- Born: March 27, 1941 Cleveland, Ohio, U.S.
- Died: August 6, 2026 (aged 85)
- Genres: R&B

= Ann Bogan =

American singer (1941–2026)

Ann Bogan (March 27, 1941 – August 6, 2026), sometimes credited as Anne Bogan, was an American singer, notable as recording member of the Motown girl-group The Andantes and later, a touring and recording member of The Marvelettes.

==Early life and career==
Ann Bogan was born in Cleveland, Ohio, on March 17, 1941. Bogan recorded one single as an Andante, released in 1964. Bogan joined the Marvelettes in 1967 after lead singer Gladys Horton departed. She can be heard on their releases Sophisticated Soul, In Full Bloom, and The Return of The Marvelettes, however neither Katherine Anderson nor Bogan appear on the cover of The Return of The Marvelettes. The cover instead featured a new picture of Wanda Young and two fake Marvelettes (reportedly Billie Rae Calvin and Brenda Joyce Evans of The Undisputed Truth, whose faces are purposely unidentifiable) on horseback to emphasize the album's new title.

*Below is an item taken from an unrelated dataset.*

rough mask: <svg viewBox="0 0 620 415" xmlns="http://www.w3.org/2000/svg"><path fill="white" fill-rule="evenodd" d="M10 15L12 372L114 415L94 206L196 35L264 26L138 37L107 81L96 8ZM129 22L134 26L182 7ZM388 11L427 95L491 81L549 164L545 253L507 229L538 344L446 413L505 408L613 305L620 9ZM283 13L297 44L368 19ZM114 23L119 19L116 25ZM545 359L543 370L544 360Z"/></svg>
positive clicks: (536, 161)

After the Marvelettes disbanded in 1970, Bogan became a part of the New Birth and their subgroup, Love, Peace & Happiness, before retiring to raise her children.

==Later life and death==
In 2012, Bogan was interviewed for an episode spotlighting the Marvelettes on the TV-One show, Unsung.

Bogan died on August 6, 2026, at the age of 85.

==Discography==
As lead singer of The Andantes:

(Like A) Nightmare – 1964

As lead singer of the Marvelettes:

- "I'm Gonna Hold on as Long as I Can" – from Sophisticated Soul – 1968
- "Everybody Knows (but You)" – from In Full Bloom – 1969

==Awards and nominations==
As a Marvelette, Bogan was nominated for 2013 induction into the Rock and Roll Hall of Fame. The group made the ballot a second time for induction in the year 2015.